Buck gave him a pretend scowl of disapproval, but he had to chuckle.
“Ghetto?” Fishbait ran Chase’s new nickname over his tongue. “That the best you could come up with, Buck? Ghetto?”
“Sure beats Fishbait,” Chase said.
They all laughed, bantering, comfortable with themselves and each other.
“They thought I was an Eskimo,” Fishbait explained.
He might have been Eskimo with his swarthy skin and black chin whiskers. Except he was too tall, and his nose was too big and his head too long.
“You’re from Alaska?” Chase guessed as the three SEALs entered the crowded briefing area.
“Nah,” Khan said. “Afghanistan.”
They made their way to where Bear, Caulder, and Ortiz had saved them seats. They were settling in with a few friendly verbal pokes at each other when Lieutenant Camille Fung, the Intel officer, and White Squadron Commander Atkins strode briskly into the room. The room went quiet. Only Bear broke protocol to ask the one question that was on everyone’s mind.
“What’s the news on Rip?”
“Settle down,” Commander Atkins said. “Dubai first.”
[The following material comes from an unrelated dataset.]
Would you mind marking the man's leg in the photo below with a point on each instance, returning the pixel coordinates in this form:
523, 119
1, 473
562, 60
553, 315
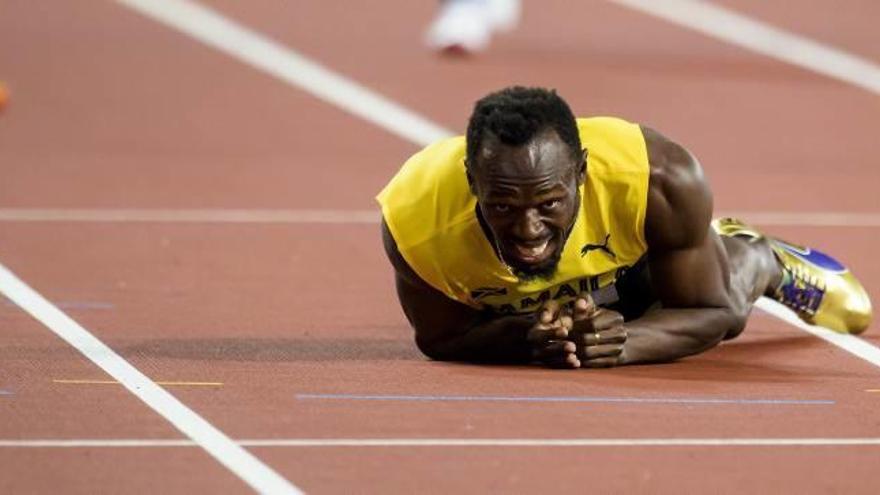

He stood to one side while the down-to-business female officer clicked a remote to bring up a picture of a bombed-out luxury hotel on the high-def TV set. It must have been one hell of an explosion that brought it down. Only the hollow-windowed hull of the skyscraper remained stacked in a pile of smoking rubble. The camera zoomed in on a distinctive Jihadi black-and-green flag flying in the devastation. It was identical to the one left at the scene of the American embassy bombing in Tanzania.
Lieutenant Fung identified the scene. “The film festival in Dubai. The death toll is now two hundred and ten. The flag design appears to be
from the Umayyad Caliphate. All signs indicate this is the new Jihadi group that carried out the Tanzania embassy attack. The explosives match. So does the MO. We have indications that six men took an open water racer to Karachi afterward. Nothing actionable. But whoever it is just moved way up the target deck.”
“What about Rip?” Graves repeated impatiently during the question-and-answer period that followed.
“Anything come out of the courier?” Ortiz added.
As far as the team knew, the spooks still had Buhari under wraps, interrogating him and waiting for the politics in Washington to play out. Bear’s solution all along had been to waterboard the bastard.
“We’re working on it,” Fung replied. “SIGINT and ELINT have narrowed down the area where we think Boko Haram took the hostages. Low level voice intercept points to this region.”
A detailed map of southeastern Nigeria appeared on the big screen. Fung tapped her pointer on a location east of Lagos. Bear and his team exchanged knowing looks. How near they may have been to Rip without realizing it when they raided Damascus II and seized Buhari.
“There are some small refineries in the area,” Lieutenant Fung continued, “which is a new zone of BH activity. We have twenty-four-hour ISR coverage there now.”
“Show them the video,” Commander Atkins suggested.
A video on HDTV brought up a scene of Rip and a broad-shouldered African in a loose black tunic with a black scarf over his head and lower face. The wall of an abandoned hut behind them displayed a Jihadi flag. The African turned to the camera and jerked Rip’s head up to reveal his full face. Taggart appeared to have gone through hell. He was unshaved. His eyes were swollen. Cuts and bruises all over his face oozed infection. Senior Chief Graves and his team stared helplessly at the image, their rage growing.